What is a merge join?
A merge join is a variation of a nested loops join. If the two datasets to be joined are not sorted, the database sorts them. For each row in the first dataset, the database searches for matching rows in the second dataset and joins them. The starting position for each search is based on the matches found in the previous iteration. This is different from a nested loops join, where the search always starts from the first row in the second dataset. The pseudocode for a merge join is as follows:
for row_1 IN (select * from T1 where xxx)
loop
for row_2 IN (select * from T2 where row_num > last_row_num and xxx)
loop
if match join condition(row_1, row_2)
then
output (row_1, row_2)
else
last_row_num = row_num
break
end if
end loop
end loop
When does the optimizer choose a merge join?
A merge join is also suitable for joining large amounts of data. If both data sources are unordered or the join condition is a non-equality join, the optimizer does not choose the merge join algorithm but selects other join algorithms instead. Otherwise, the optimizer attempts to generate a merge join plan and selects the appropriate join algorithm based on the plan cost.
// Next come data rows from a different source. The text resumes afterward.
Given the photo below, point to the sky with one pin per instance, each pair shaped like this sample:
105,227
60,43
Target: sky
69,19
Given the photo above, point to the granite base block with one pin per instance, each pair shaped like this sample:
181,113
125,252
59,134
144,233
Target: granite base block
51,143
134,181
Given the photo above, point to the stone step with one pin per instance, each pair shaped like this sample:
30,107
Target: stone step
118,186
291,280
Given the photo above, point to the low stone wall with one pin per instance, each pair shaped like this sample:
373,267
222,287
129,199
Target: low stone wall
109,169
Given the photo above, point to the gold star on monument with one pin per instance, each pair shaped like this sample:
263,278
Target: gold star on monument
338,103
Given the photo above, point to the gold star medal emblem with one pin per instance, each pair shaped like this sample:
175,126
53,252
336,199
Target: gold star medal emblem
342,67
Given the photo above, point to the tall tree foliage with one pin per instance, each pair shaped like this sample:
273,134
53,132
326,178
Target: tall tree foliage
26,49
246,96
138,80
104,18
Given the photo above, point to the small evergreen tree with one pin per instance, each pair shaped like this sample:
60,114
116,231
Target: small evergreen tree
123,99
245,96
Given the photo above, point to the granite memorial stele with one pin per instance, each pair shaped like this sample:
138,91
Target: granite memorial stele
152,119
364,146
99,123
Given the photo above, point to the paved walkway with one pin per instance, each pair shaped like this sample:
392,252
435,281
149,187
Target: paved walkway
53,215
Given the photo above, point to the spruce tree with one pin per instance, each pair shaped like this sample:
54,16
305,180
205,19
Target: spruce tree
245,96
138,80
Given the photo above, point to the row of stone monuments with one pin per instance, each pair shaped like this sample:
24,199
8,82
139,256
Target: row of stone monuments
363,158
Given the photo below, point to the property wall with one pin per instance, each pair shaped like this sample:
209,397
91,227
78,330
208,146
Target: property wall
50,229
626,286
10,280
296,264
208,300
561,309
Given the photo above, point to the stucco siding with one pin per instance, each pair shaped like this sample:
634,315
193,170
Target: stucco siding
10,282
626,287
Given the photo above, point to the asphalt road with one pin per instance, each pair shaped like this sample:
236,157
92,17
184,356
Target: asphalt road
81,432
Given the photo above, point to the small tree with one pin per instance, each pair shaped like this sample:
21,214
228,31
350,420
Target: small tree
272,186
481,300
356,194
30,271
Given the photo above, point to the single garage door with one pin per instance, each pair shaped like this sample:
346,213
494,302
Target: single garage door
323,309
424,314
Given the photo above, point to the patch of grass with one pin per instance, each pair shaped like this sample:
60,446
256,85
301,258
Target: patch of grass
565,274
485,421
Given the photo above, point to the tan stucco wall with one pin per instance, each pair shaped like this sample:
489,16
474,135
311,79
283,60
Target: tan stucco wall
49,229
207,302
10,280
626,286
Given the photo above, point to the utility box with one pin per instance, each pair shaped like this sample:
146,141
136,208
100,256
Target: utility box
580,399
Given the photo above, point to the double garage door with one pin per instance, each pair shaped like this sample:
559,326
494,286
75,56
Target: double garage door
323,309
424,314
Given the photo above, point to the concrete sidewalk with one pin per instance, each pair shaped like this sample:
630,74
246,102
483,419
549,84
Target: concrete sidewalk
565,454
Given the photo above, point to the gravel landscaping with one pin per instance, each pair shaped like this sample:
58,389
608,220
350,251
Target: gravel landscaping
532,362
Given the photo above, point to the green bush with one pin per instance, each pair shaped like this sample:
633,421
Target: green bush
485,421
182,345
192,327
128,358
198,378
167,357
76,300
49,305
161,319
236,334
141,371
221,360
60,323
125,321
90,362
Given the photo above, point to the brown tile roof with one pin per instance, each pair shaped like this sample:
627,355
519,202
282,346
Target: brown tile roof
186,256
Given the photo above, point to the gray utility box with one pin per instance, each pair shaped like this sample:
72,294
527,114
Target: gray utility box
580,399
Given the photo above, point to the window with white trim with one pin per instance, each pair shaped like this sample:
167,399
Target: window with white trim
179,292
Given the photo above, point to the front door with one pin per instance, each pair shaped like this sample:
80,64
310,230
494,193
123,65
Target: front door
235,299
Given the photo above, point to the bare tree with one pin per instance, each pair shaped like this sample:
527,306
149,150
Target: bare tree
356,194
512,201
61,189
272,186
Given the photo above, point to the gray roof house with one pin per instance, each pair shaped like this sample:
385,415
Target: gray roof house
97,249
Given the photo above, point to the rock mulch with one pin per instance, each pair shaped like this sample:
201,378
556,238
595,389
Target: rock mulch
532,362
How to control the optimizer to use a merge join?
The most direct way is to specify the join algorithm using hints. You can use USE_MERGE to indicate that the optimizer should use the merge join algorithm. It is usually also necessary to use LEADING hint, because after specifying the merge join algorithm, the plan cost may not be the lowest and could be overridden by a plan with a lower cost that has a different join order. The USE_MERGE hint specifies the right table for the join.
Here is an example. By default, the optimizer autonomously selects the hash join algorithm.
explain select 1 from t1, t2 where t1.c1 = t2.c1;
Query Plan:
======================================
|ID|OPERATOR |NAME|EST. ROWS|COST |
--------------------------------------
|0 |HASH JOIN | |99000 |194200|
|1 | TABLE SCAN|t1 |100000 |41911 |
|2 | TABLE SCAN|t2 |100000 |41911 |
======================================
Outputs & filters:
-------------------------------------
0 - output([1]), filter(nil),
equal_conds([t1.c1 = t2.c1]), other_conds(nil)
1 - output([t1.c1]), filter(nil),
access([t1.c1]), partitions(p0)
2 - output([t2.c1]), filter(nil),
access([t2.c1]), partitions(p0)
To control the optimizer to use the merge join algorithm, you can use hints.
explain select /*+leading(t1 t2) use_merge(t2)*/ 1 from t1, t2 where t1.c1 = t2.c1;
Query Plan:
======================================
|ID|OPERATOR |NAME|EST. ROWS|COST |
--------------------------------------
|0 |MERGE JOIN | |99000 |13200 |
|1 | TABLE SCAN|t1 |100000 |41911 |
|2 | TABLE SCAN|t2 |100000 |41911 |
======================================
Outputs & filters:
-------------------------------------
0 - output([1]), filter(nil),
equal_conds([t1.c1 = t2.c1]), other_conds(nil)
1 - output([t1.c1]), filter(nil),
access([t1.c1]), partitions(p0)
2 - output([t2.c1]), filter(nil),
access([t2.c1]), partitions(p0)
To better use the merge join algorithm, take note of the following considerations:
- Use a merge join when the data sources are sorted, if possible.
- Do not use the merge join algorithm for non-equijoins.